Hidden around the sandbox are cosmetics, and you'll earn currency for your antics allowing you to unlock even more. These get really ridiculous, especially with items that provide extra abilities. Functional items include stilts you can raise or lower with seemingly no upper limit, a hat that lets you wear inanimate objects on your head, and an old woman who shoots balls of yarn from a bazooka. That's without mentioning all the alternate characters, some of which have their own unique abilities. You can play as a pig (tasty goat), a rhino (angry goat) and Steve the goldfish. All the characters can equip all that crazy gear as well. Fold in the janky physics and the potential for pandemonium is exceedingly high. So absurd can the game become that, even if you don't find the premise that funny, you may just laugh at its pure madness anyway.
New for this iteration is online multiplayer, which means four goats can join forces whether or not you're in the same room. We'd argue the game is at its best in multiplayer; sharing the chaos definitely adds to it, and the various minigames provide a break from the unguided experience. Once unlocked, you can play the minigames literally anywhere, whether it makes sense or not, which is a clever touch that doubles down on nonsense.
With all its moving parts, the game's performance can get surprisingly rocky. The trouble is, we're not completely sure how much is intentional, so it's hard to assess. We can, however, tell you we experienced some severe slow-down, with the action pausing momentarily on occasion. One particularly egregious example had the game lock up for about a minute before gradually returning to its usual 60 frames-per-second. It feels as though the performance issues may just be par for the course with Goat Simulator. We're ultimately not too worried about it, and we've been informed a day one patch will address some unintended technical bugs, but some of those freezes we had were frankly abysmal.

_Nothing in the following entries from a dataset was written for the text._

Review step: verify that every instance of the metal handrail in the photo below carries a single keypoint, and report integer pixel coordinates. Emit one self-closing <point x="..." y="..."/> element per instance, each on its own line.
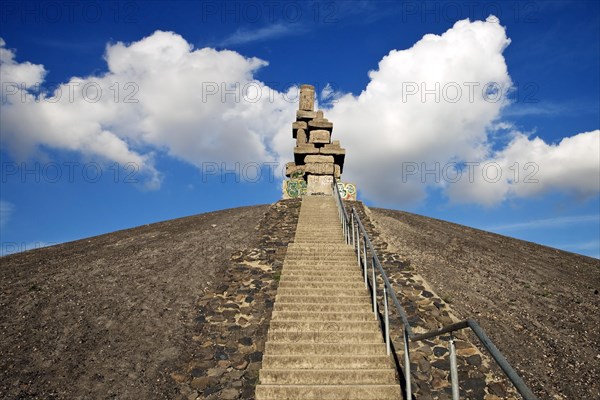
<point x="354" y="231"/>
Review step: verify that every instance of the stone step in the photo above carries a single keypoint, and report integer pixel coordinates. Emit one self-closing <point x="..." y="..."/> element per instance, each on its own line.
<point x="328" y="392"/>
<point x="341" y="292"/>
<point x="323" y="259"/>
<point x="321" y="326"/>
<point x="325" y="349"/>
<point x="351" y="277"/>
<point x="322" y="316"/>
<point x="321" y="336"/>
<point x="320" y="307"/>
<point x="287" y="298"/>
<point x="328" y="377"/>
<point x="325" y="361"/>
<point x="323" y="267"/>
<point x="340" y="248"/>
<point x="356" y="284"/>
<point x="320" y="273"/>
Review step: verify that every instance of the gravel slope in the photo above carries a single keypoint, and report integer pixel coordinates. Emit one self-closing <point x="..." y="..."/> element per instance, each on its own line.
<point x="539" y="305"/>
<point x="109" y="316"/>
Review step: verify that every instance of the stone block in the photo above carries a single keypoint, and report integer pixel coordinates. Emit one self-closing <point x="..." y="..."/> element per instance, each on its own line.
<point x="302" y="115"/>
<point x="328" y="150"/>
<point x="319" y="168"/>
<point x="307" y="98"/>
<point x="293" y="170"/>
<point x="300" y="137"/>
<point x="319" y="184"/>
<point x="320" y="124"/>
<point x="318" y="159"/>
<point x="298" y="125"/>
<point x="319" y="136"/>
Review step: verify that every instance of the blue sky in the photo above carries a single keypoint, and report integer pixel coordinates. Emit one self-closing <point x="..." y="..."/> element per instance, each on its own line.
<point x="165" y="139"/>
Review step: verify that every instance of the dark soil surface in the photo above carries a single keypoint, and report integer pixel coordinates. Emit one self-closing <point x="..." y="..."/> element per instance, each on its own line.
<point x="541" y="306"/>
<point x="180" y="309"/>
<point x="112" y="316"/>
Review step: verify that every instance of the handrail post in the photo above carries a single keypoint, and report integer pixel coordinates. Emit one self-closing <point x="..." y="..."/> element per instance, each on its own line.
<point x="365" y="261"/>
<point x="453" y="368"/>
<point x="387" y="321"/>
<point x="357" y="246"/>
<point x="352" y="227"/>
<point x="374" y="287"/>
<point x="407" y="366"/>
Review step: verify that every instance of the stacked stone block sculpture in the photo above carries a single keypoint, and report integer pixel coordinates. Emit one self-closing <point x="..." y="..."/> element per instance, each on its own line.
<point x="317" y="158"/>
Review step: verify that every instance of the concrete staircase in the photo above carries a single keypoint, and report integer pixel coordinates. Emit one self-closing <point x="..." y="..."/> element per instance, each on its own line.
<point x="324" y="340"/>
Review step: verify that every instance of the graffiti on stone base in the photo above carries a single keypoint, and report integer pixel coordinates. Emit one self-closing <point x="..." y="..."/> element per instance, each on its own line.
<point x="293" y="188"/>
<point x="347" y="190"/>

That being said, it's hard to stay mad at this game. It does what it sets out to do very well; it's full of dumb jokes, (intentional) bugs, and ways to engage with its brand of idiocy. For lovers of the first game, this is more of that, and its structure, such as it is, gives players a little more on which to chew. However, once the novelty wears off — and for some, that will be extremely quickly — you're left with a zany sandbox stuffed full of toys, and no real reason to use them.
For what it is, Goat Simulator 3 excels. It's a bigger, crazier sequel to the viral hit, built expressly to satiate anyone's appetite for chaos. It's the epitome of dumb fun; if you want to switch your brain off and just mess around for an hour or so, this is about as lowbrow as it gets, and we mean that as a compliment. There are some serious performance hiccups, and it's certainly not to everyone's tastes. Even if you love it, the novelty will eventually run dry, but if you're able to go along for the ride and lean into its madness, you'll have lots of fun while it lasts.